Witchy women on BorrowBox
Published on 4th May 2020
Lately there have been a number of books with witchy themes. Not so much the pointy hat black cat and broom toting middle aged spinster toiling over a cauldron witch. But women who are different, the outsider who does not conform, the outcast who does not comply, and are therefore a danger. Women perceived to be subversive and confrontational just for showing intellect and independence, for having a connect to nature and old traditions.
They deal with tales where there is dissonance between public opinion and personal reality. The books have many other common themes from the rehabilitative nature of female friendship, to the unyielding grip of the past in our present circumstances. The stories variously play women as villain, victim, and heroine, and a combination of all three. But witch? Well you’ll have to read the books and decide for yourself.
Burial Rites centres around Agnes Magnusdottir a servant of no means from north Iceland condemned to death. She is accused of murder after the bodies of two men known to her, one her master, are found slaughtered and burned. She is confined to an isolated farm through a bleak and claustrophobic Icelandic winter to await execution. Her story is told through her interaction with Toti, an inexperienced local priest who is preparing her to meet her fate. And via her friendship with the compassionate Margaret, wife of District Officer Jonsson and mother to their fearful daughters, on who’s farm she stays. Supposedly morally ambiguous: an ‘inhumane witch’, a calculating ‘bloody knowing’ villain, murderous Agnes is gradually revealed. Burial Rites is inspired by the true story of the last woman put to death in Iceland in 1829. Hannah Kent’s first novel, inspired by a trip to Iceland as a teenager, it was much lauded for evoking a sense of place – cold unforgiving - that reflects in the attitudes of its inhabitants. Her writing style successfully and at times poetically conveys the time and mores it is set in without becoming burdened by historic detail. And goes some way to right the unjust treatment Kent felt Agnes received when originally researching the case for a PhD. But did Agnes do it?

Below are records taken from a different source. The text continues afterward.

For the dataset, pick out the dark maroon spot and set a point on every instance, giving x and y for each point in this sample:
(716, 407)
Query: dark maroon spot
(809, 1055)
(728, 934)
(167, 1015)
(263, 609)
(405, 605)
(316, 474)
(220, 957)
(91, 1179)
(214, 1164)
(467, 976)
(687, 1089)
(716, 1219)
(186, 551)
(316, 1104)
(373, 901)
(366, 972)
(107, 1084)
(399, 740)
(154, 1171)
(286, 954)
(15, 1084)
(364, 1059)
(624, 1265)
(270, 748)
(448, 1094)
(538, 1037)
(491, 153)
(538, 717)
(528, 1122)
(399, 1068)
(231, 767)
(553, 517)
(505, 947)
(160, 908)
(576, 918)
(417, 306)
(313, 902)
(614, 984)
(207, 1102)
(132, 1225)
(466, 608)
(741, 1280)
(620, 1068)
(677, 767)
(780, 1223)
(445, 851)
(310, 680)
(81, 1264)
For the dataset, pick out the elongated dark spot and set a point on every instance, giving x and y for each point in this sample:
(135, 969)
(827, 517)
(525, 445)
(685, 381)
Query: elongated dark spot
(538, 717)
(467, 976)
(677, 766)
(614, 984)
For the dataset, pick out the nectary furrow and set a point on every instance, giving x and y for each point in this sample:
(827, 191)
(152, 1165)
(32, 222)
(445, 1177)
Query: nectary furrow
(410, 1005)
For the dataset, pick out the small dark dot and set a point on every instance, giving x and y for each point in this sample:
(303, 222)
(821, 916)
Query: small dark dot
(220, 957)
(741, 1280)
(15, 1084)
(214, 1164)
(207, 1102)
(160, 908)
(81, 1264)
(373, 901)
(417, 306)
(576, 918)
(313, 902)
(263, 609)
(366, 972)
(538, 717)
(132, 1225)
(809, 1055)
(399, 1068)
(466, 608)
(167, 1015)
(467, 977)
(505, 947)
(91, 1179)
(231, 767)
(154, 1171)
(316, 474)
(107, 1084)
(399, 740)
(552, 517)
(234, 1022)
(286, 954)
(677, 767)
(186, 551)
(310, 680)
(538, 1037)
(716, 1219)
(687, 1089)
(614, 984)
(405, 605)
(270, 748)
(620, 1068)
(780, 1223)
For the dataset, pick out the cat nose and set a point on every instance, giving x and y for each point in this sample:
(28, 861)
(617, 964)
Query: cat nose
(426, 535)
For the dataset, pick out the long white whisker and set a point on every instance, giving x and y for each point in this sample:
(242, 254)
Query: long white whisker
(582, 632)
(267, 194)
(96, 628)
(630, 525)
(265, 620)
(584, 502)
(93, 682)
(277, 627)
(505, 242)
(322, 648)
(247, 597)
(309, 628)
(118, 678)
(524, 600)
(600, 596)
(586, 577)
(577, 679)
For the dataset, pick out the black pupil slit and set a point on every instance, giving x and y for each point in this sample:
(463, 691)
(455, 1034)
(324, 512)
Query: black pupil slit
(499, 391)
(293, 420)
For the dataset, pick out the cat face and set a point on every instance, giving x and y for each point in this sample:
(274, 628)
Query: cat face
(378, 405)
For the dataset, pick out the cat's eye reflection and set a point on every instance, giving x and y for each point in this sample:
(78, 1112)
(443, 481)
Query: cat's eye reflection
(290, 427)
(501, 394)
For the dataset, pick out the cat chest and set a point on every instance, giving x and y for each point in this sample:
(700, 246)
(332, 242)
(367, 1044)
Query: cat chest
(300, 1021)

The Mercies by Kiran Millwood Hargrave
In a storm off the coast of Norway in 1617 the island men of Vardo perish whilst setting off for fishing grounds. They leave behind a remote island populated almost entirely by their widows and children. The women divided turn either to God or the old Sami religion. Some wait on the structured governance and charity of the region, whilst others take matters into their own hands and begin boat fishing and herding themselves. Maren is resourceful and headstrong enough to try more independent means to survive. Soon she befriends and acts originally as handmaid and tutor, and then as more to Ursa the newly arrived Commissioner’s wife. But Absolom is vainglorious in his ambitious pursuit of authority on the island. He fixates on the tendency in some islanders towards the old religion, and on survival pursuits he sees as manly in the women. As paranoia and suspicion take hold he readies himself for an assault on all that is ungodly. Millwood Hargrave’s usually writes for young adults and this is an initial venture into adult fiction. The strong characterisation and narrative required to pass muster with younger readers is evident in this book, as is her skill as playwright and poet. She builds tension to a fateful climax - but will Absolom bring King Christian’s laws on witchcraft to bear on his wayward flock?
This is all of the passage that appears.